Another question to ask is, “Do I have to consistently chase up reports or is my provider reliable in forwarding reports to me on time?”  Understand, your provider works for you and you should not have to spend time helping them do their job.  If your provider does not reasonably deliver a service within the promised timeframe, or if they are not delivering on the service that was agreed upon, then it may be time to look around for another provider.

Do the reports you receive provide you with an opinion on risk if an employee were to perform a particular role, or are you simply provided with an overall score or even a pass or fail?  It pays to find out how a provider arrives at their conclusions.  Some tests, if failed, make a worker unsuitable for particular job roles.

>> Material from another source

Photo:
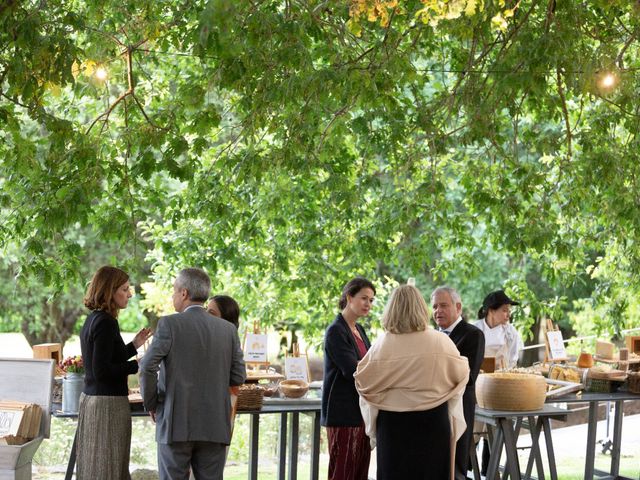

This information is easily hidden when a provider’s report concludes with an overall score only.  In some cases, a worker who has been given a “pass” result after performing general testing would not have achieved the same result if job-specific testing were performed.  So it pays to understand the testing and the paperwork.

Finally, are the reports you receive easy to follow, read and interpret?  Reports that are not set out clearly take longer to read. Similarly, reports that are hand written are often misinterpreted or not understood at all.  This translates into extra time on the part of the recruiter or employer to discuss the report further for clarification.

Sometimes a company will engage two different providers in order to compare which one delivers a service that best matches their company’s needs.  If you are not entirely happy with the service you receive, or if the answers to your questions are not entirely adequate, it’s time to look around.